A recent study by the Congressional Research Service noted Trump is nominating judges at a much faster rate than his predecessors. More than 90 percent of his nominees have been White, a higher percentage of White judges than any president in 30 years, and that bothers Norton.

“A president’s most lasting impact on the nation is often the shaping of the federal bench, whose decisions are difficult to reverse,” Norton, a recognized Constitutional scholar in her own right, said. “The courts have been the most important institution for African Americans in gaining their rights in our country. The CBC has an obligation to examine the federal judiciary in preparation for seeking changes from the Trump administration.”

The forum took place on the eve of Sens. Cory Booker (D-N.J.) and Kamala Harris (D-Calif.) being named to the Senate Judiciary Committee by U.S. Senate Minority Leader Charles Schumer (D-N.Y.). The selections were the result of Al Franken leaving the Senate last year due to a sexual harassment scandal. U.S. Rep. Cedric Richmond (D-La.), the chairman of the CBC, praised the appointments.

“Sen. Booker and Sen. Harris, two great attorneys who are committed to 21st century criminal justice reform, were appointed to the Senate Judiciary Committee, becoming the second and third African Americans to serve on the committee in its 200-plus-year history.”

Booker and Harris will vote on Trump’s nominees, who have so far been largely White. The Congressional Research Service analysis of the last three presidents’ nominees to the federal bench their first year shows that Presidents Bill Clinton’s picks were 72.3 percent, George W. Bush’s were 86.2 percent and Barack Obama’s were 48.5 percent while Trump’s were 91.2 percent White.

As of Jan., 11, the Senate has confirmed 23 federal judges including one to the U.S. Supreme Court, 10 U.S. District Court judges and 12 for the U.S. Courts of Appeals.

Vanita Gupta, president and CEO of the Leadership Conference on Civil and Human Rights and a participant in Norton’s event, said Trump’s heavy favoritism towards Whites is disturbing.
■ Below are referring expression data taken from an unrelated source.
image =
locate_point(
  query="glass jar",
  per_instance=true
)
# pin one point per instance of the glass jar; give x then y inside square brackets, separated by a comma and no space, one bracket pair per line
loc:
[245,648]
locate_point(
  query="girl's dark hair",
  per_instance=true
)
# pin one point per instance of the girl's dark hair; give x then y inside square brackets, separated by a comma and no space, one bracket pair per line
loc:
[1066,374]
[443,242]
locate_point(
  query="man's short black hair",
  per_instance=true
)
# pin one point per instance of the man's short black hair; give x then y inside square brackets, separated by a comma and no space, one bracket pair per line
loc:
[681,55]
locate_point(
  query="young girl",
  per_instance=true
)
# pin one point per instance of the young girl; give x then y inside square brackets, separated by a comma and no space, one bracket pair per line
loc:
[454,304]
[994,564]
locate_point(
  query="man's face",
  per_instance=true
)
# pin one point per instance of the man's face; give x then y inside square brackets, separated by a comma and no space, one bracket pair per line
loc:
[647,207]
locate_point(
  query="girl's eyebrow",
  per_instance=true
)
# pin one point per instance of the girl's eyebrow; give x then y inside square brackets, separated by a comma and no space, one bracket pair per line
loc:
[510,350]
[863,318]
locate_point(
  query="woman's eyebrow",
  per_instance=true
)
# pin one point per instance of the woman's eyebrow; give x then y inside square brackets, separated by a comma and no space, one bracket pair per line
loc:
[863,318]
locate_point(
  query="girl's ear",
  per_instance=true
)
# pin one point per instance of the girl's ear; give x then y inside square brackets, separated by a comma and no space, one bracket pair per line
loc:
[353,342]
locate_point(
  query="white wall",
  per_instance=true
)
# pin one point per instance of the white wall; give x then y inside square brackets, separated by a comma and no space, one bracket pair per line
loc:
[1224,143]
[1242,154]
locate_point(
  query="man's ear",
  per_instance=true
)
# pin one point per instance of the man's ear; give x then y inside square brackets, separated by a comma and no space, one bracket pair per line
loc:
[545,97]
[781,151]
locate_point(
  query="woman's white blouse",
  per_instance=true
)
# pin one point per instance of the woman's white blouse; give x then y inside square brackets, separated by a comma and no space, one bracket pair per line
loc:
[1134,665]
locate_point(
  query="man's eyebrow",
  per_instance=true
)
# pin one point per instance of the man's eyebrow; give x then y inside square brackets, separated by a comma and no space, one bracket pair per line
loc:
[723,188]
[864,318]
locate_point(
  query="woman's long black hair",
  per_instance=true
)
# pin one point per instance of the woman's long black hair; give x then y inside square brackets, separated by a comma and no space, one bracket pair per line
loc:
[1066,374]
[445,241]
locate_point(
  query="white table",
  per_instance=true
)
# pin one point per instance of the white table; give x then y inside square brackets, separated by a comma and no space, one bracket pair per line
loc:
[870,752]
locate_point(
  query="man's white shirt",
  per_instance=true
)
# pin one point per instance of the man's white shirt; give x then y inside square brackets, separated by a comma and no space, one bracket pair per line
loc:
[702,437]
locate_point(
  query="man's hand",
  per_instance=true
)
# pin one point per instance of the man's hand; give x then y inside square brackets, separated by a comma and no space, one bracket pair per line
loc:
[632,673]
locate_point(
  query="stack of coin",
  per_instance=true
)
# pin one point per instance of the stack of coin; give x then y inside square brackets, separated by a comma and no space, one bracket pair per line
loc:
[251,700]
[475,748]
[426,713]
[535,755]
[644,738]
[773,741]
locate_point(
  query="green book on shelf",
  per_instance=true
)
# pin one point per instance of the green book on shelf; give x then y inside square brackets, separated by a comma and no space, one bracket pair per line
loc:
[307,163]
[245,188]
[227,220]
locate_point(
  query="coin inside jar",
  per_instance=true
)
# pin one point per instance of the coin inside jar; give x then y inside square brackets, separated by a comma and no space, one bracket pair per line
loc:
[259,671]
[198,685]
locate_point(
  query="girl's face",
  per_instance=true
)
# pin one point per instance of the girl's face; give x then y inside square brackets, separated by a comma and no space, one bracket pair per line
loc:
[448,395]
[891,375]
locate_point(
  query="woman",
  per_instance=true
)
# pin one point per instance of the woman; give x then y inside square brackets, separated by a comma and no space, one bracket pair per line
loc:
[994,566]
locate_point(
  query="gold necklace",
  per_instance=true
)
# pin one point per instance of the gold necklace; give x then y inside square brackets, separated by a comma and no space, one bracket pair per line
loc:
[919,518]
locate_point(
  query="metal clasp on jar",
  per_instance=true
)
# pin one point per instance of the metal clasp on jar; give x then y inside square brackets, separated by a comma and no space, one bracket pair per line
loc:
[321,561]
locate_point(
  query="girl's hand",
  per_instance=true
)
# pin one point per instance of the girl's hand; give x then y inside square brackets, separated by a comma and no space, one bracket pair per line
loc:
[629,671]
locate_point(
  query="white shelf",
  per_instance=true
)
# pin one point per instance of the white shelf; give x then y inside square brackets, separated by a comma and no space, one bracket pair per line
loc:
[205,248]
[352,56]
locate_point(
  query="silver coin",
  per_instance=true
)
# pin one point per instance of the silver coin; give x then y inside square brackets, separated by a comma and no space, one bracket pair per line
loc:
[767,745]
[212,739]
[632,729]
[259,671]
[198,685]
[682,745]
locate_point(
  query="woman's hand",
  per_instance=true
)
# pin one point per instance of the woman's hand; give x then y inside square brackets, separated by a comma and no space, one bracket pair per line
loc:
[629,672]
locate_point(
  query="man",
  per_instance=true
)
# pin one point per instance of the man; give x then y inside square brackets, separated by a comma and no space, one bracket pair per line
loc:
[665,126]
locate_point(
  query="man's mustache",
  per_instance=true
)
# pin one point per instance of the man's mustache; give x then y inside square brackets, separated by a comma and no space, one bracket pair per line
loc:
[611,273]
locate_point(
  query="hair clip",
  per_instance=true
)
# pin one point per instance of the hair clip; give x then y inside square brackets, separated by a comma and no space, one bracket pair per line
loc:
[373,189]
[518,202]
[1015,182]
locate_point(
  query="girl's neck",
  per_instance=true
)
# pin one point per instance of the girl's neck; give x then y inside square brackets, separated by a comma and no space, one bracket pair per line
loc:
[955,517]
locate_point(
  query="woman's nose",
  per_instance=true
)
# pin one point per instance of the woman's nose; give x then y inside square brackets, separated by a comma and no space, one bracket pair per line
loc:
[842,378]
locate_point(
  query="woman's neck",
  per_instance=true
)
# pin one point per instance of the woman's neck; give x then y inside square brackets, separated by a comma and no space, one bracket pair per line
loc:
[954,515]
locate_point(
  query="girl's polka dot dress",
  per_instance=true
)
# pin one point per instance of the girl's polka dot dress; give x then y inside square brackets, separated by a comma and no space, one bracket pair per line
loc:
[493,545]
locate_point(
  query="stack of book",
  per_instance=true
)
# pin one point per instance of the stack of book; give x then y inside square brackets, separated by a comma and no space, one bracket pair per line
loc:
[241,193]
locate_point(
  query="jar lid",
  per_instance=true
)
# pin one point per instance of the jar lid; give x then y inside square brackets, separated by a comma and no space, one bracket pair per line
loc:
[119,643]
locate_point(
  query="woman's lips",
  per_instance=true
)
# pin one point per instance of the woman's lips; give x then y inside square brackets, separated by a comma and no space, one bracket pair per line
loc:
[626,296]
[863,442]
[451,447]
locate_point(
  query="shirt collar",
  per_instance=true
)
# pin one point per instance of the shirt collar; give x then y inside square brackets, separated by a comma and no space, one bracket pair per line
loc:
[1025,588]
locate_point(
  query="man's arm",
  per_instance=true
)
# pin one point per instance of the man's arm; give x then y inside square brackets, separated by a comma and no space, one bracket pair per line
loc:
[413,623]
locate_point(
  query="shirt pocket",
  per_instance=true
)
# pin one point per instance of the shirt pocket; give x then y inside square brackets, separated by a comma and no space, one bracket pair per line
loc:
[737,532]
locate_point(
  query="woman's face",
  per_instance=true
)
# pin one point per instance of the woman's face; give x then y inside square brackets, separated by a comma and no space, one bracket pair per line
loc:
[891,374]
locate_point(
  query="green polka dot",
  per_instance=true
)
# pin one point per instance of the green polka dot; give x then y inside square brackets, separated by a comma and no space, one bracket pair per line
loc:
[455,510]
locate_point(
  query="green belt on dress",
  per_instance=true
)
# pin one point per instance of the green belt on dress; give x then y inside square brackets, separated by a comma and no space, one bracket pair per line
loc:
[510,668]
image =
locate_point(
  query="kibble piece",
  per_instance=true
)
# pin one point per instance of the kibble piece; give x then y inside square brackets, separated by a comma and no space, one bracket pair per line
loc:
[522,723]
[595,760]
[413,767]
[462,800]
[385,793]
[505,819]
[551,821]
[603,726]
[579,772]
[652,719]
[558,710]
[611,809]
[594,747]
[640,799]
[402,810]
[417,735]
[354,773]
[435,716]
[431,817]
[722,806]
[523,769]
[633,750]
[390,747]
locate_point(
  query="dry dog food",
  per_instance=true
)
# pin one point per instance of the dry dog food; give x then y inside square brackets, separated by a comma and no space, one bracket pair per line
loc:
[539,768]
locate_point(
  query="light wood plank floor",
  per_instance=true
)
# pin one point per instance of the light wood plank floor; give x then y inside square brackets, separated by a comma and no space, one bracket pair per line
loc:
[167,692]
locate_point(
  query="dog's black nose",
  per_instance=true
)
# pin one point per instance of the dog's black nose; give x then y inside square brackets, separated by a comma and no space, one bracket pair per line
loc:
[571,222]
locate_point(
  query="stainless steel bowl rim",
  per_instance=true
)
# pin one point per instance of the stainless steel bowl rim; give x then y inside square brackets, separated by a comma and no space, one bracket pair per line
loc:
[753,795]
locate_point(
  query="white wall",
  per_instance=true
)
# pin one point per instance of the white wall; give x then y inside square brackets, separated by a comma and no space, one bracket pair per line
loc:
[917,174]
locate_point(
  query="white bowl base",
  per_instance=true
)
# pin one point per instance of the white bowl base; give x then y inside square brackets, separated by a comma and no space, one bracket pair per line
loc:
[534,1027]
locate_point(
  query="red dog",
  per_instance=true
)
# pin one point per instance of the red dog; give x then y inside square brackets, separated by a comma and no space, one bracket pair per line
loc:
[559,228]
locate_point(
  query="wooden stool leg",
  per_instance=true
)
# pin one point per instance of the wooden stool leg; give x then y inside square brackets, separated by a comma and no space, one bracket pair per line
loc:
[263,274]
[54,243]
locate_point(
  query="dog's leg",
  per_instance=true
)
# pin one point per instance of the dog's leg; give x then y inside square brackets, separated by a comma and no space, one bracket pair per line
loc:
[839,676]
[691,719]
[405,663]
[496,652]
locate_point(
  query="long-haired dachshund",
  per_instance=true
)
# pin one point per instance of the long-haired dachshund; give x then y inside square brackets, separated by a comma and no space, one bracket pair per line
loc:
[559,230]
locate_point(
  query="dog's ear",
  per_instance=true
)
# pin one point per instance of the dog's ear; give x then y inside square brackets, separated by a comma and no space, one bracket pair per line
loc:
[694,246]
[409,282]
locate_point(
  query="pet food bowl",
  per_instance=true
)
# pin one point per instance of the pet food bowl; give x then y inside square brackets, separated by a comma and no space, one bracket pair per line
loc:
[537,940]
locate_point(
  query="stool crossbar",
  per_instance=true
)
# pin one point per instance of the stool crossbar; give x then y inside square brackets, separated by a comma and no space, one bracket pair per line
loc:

“President Trump has only nominated two women of color,” Gupta said. “In fact, Trump has replaced at least 10 of Obama’s nominees of color with White nominees. Bringing diverse experiences and perspectives to the bench allows judges to make better informed decisions and increases public confidence in our justice system.”

Gupta used the example of the Eastern District Court of North Carolina as an example of Trump’s preferences towards Whites, particularly White males. She said that two Black females were nominated by President Obama to fill district court vacancies, Jennifer May-Parker and Patricia Timmons-Goodson, but they were denied a hearing by the U.S. Senate. Trump, said Gupta, nominated Thomas Farr, a White male who had strong ties to the late conservative senator, Jesse Helms, to the position. Gupta said that nominees such as Farr must be fought and exposed to the public.

Johnny Barnes, a civil rights attorney in the District of Columbia and the former head of the city’s ACLU, told the AFRO that he too is troubled by Trump’s high percentage of Whites on the federal judiciary.

“It would seem that this is in line with Trump’s policies trying to exclude people of color,” Barnes said. “He is using the judiciary in that way. There is an unspoken view among some Whites that others are trying to take over and he has bought into that.”

Barnes said that unlike President Reagan, who nominated a lot of conservatives to the federal bench during his term from 1981-1989, Reagan was a “conservative in the truest sense while Trump is a racist in the truest sense.”

Barnes said that people of goodwill must fight Trump’s “attempt to stack the judiciary to save White people. We must stand up and speak out. If not, he can be more impactful than Reagan.”